Meet the 2017 Porsche 911 RSR

The biggest noise is not coming from the new Porsche’s exhaust; it’s coming from the hoo-ha after Porsche finally switched to a mid-engine.

The new model was announced in November 2016 and was to be released straight onto the race track at Le Mans, France. This ‘super’ 911 is a much needed weapons pulled out of Porsche to battle the Ford GT.

What has really caught everyone in a racket is the fact that the 4.0-liter flat-six engine powering the car now sits in front of the rear axle, not behind it. This breaks away from Porsche’s trademark rear-engine design.

But why the mid-engine?

Because it is now classified as a ‘mid-engine’ car, it will be grouped with the likes of the Ford GT and Ferrari 488 GTE in the LM-GTE class. But switching to the mid-engine layout was to improve weight distribution, additionally arming the engine with a more aggressive diffuser. This levels the playing field on the track.

When I took over Motorsport in 2014, there had already been some studies for, let me say, optimized weight distribution,” said Porsche Motorsport boss Frank Walliser. “In March 2015, we made the final decision with the board and everything–the concept was there, and we did the studies, then we started with the engineering.”

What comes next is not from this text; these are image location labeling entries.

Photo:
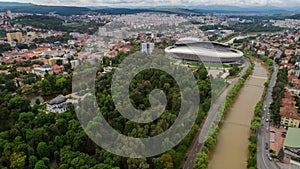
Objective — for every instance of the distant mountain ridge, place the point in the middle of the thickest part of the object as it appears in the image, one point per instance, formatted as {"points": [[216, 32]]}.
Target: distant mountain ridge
{"points": [[2, 4], [171, 9]]}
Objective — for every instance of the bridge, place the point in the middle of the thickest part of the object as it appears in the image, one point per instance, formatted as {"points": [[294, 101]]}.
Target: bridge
{"points": [[259, 77], [255, 85]]}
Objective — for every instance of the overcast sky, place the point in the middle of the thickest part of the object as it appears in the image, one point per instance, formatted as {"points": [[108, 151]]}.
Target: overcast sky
{"points": [[279, 3]]}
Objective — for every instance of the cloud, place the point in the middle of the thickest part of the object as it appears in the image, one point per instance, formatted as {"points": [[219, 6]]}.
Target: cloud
{"points": [[280, 3]]}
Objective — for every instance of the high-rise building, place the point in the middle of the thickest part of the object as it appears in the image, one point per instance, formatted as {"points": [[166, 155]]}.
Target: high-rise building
{"points": [[151, 47], [12, 36], [102, 31], [9, 14], [144, 47], [147, 47]]}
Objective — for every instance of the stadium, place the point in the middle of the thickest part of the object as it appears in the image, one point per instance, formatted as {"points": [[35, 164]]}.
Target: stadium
{"points": [[192, 49]]}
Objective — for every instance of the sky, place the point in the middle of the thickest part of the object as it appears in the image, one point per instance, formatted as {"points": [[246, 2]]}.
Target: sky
{"points": [[114, 3]]}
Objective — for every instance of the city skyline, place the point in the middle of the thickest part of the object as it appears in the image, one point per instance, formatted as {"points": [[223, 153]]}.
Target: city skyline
{"points": [[154, 3]]}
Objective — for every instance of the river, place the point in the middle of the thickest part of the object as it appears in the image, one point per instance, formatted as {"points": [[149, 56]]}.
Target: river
{"points": [[231, 151]]}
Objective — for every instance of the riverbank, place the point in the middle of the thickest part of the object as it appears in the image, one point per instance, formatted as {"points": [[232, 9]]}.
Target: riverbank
{"points": [[235, 127], [202, 157]]}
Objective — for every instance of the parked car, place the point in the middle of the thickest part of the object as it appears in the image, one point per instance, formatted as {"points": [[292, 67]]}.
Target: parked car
{"points": [[267, 146], [269, 157]]}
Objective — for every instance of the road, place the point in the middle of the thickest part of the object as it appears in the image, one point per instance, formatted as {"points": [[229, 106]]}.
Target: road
{"points": [[263, 137], [203, 133]]}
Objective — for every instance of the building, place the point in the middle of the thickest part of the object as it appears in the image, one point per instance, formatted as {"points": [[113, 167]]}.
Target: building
{"points": [[43, 69], [31, 34], [289, 116], [192, 49], [147, 47], [144, 47], [12, 36], [291, 146], [57, 105]]}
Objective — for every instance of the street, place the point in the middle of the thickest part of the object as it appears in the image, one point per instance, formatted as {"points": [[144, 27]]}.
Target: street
{"points": [[263, 137]]}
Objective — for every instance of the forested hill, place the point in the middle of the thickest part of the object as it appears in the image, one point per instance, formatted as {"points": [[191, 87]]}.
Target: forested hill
{"points": [[297, 16]]}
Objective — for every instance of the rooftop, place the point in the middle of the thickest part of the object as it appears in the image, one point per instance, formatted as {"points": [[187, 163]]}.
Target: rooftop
{"points": [[292, 138]]}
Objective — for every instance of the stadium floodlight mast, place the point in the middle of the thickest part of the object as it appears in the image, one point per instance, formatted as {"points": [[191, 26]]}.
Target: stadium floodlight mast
{"points": [[83, 84]]}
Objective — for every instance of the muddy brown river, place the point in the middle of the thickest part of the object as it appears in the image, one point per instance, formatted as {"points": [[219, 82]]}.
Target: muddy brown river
{"points": [[231, 151]]}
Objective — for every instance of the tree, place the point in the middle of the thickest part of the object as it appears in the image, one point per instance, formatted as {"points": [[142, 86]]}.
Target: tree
{"points": [[42, 150], [201, 161], [32, 161], [17, 160], [280, 155], [40, 165]]}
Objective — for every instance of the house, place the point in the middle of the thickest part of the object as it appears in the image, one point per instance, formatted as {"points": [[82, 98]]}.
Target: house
{"points": [[57, 105], [289, 116], [291, 146], [43, 69]]}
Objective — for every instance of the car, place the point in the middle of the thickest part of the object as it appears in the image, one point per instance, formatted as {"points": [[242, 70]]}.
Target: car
{"points": [[267, 146], [269, 157]]}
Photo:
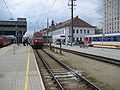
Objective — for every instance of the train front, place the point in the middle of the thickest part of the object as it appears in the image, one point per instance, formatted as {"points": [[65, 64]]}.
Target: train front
{"points": [[38, 40], [1, 40]]}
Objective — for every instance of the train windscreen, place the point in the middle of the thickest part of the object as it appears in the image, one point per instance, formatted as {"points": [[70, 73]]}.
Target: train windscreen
{"points": [[38, 38]]}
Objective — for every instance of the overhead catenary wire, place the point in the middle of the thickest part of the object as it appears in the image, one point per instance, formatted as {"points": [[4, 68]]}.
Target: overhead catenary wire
{"points": [[8, 9]]}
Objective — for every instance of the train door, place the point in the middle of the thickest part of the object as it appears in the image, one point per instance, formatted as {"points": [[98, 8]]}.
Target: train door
{"points": [[86, 40]]}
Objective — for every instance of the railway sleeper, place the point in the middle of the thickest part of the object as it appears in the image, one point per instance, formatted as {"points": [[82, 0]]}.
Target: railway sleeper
{"points": [[64, 76]]}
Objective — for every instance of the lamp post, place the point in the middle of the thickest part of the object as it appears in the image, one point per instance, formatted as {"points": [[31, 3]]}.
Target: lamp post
{"points": [[102, 34]]}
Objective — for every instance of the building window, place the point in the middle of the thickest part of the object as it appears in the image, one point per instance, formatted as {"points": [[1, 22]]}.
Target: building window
{"points": [[84, 31], [80, 31], [73, 31], [80, 39], [108, 38], [77, 31], [115, 38], [77, 39], [87, 31]]}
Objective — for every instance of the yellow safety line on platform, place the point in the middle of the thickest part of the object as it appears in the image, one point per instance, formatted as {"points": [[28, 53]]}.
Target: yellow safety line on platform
{"points": [[27, 71]]}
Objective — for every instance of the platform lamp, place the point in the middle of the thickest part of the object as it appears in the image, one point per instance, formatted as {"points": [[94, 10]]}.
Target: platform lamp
{"points": [[13, 41], [102, 34]]}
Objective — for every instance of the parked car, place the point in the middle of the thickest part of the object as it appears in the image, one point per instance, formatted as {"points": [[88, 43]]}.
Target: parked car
{"points": [[57, 42]]}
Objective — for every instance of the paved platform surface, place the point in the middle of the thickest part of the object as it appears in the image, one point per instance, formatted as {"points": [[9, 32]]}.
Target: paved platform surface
{"points": [[106, 52], [19, 71]]}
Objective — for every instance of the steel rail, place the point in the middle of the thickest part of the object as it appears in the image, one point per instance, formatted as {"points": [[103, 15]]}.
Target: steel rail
{"points": [[50, 71], [94, 87], [96, 57]]}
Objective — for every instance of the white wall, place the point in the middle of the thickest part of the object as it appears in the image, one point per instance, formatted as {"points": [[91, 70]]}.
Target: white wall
{"points": [[66, 32]]}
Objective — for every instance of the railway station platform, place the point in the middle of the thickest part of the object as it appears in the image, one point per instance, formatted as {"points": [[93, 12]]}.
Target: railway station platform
{"points": [[19, 71], [105, 52]]}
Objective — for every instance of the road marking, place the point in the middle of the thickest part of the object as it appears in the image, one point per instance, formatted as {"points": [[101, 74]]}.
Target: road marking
{"points": [[27, 71]]}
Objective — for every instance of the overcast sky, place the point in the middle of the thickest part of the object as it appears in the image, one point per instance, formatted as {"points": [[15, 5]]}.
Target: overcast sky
{"points": [[38, 10]]}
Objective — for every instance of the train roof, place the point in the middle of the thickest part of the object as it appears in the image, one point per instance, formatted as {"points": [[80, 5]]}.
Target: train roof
{"points": [[105, 34]]}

Despite that, this new RSR still has also the curves and features that made us fall in love with Porsche’s classic design in the first place. It’s just the insides that changed. Well, sort of.

So what else is new?

Porsche has ditched the steel armour and has instead been kitted with carbon body. It is easily attached to chassis and can be removed with minimal effort.

Then a new technology has also been installed in the RSR which is a radar-supported warning system that will help RSR avoid accidents. This will help the RSR on the track to avoid accidents with other speeders. This technology might even have a place somewhere in Porsche’s future as an autonomous driving system.

“While retaining the typical 911 design, this is the biggest evolution by now in the history of our top GT model,” says Head of Porsche Motorsport Dr Frank-Steffen Walliser.